Esta questão está colocada para Dilma. FHC e Lula construíram reputações capazes de conquistar credibilidade. Já Dilma não foi feliz em fazê-lo. Não cabe aqui remontar as causas – abalos internacionais ou escolhas domésticas –, mas o fato é que agentes econômicos questionam a capacidade e a disposição de a presidente e seu governo se reinventarem. O confronto travado com Marina realça essa situação. Vista como avessa a ajustes, Dilma desperta a crença de que “dobrará a aposta” num processo que não apenas não tem dado resultados, como também agrava a situação do país — pelo menos de acordo com os índices econômicos.
Justo ou injusto, não interessa. Pode-se mudar a realidade, mas não substituí-la. No jargão financeiro, a avaliação negativa do segundo mandato de Dilma está sendo “precificada”, definindo o comportamento futuro da economia. Foi uma espécie de cilada que Dilma armou para si própria. Com o aumento das chances de sua eventual eleição, os agentes econômicos tendem a se antecipar; pelo menos num primeiro momento, a economia pressionará de modo mais agudo.

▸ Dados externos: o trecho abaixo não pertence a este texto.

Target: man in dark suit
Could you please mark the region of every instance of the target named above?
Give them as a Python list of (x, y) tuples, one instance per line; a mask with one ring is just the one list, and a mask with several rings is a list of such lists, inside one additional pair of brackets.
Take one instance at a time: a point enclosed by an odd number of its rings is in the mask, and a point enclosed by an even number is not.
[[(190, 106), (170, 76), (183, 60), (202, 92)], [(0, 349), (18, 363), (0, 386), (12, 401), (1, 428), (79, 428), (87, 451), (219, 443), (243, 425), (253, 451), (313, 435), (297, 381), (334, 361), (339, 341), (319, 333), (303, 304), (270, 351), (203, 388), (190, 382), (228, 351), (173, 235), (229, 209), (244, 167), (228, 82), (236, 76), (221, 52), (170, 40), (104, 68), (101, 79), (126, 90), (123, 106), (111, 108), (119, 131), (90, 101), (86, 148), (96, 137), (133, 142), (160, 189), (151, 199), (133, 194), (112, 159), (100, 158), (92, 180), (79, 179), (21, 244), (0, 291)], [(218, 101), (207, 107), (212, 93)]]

Neste quadro, o governo precisará ainda mais do Congresso Nacional — seja para aprovar medidas, seja se proteger dos dias difíceis no front econômico; seja para evitar que escândalos e delações atinjam o governo. No Legislativo, a curva dos preços de sua proteção é ascendente; os partidos percebem isso; sobretudo, o PMDB sabe disto. As condições fiscais para atender novas demandas e fechar novos pactos não são, no entanto, favoráveis e chegam próximo do esgotamento, o que aprofunda o quadro. Dilma pode ter-se metido num círculo vicioso com o qual setores do próprio PT já se preocupam — está nos jornais. Trata-se de uma questão apenas enganosamente simples: o que pode ser feito para garantir a reeleição e, ao mesmo tempo, deter esse processo? Ninguém ainda é capaz de responder.

Carlos Melo, cientista político. Professor do Insper.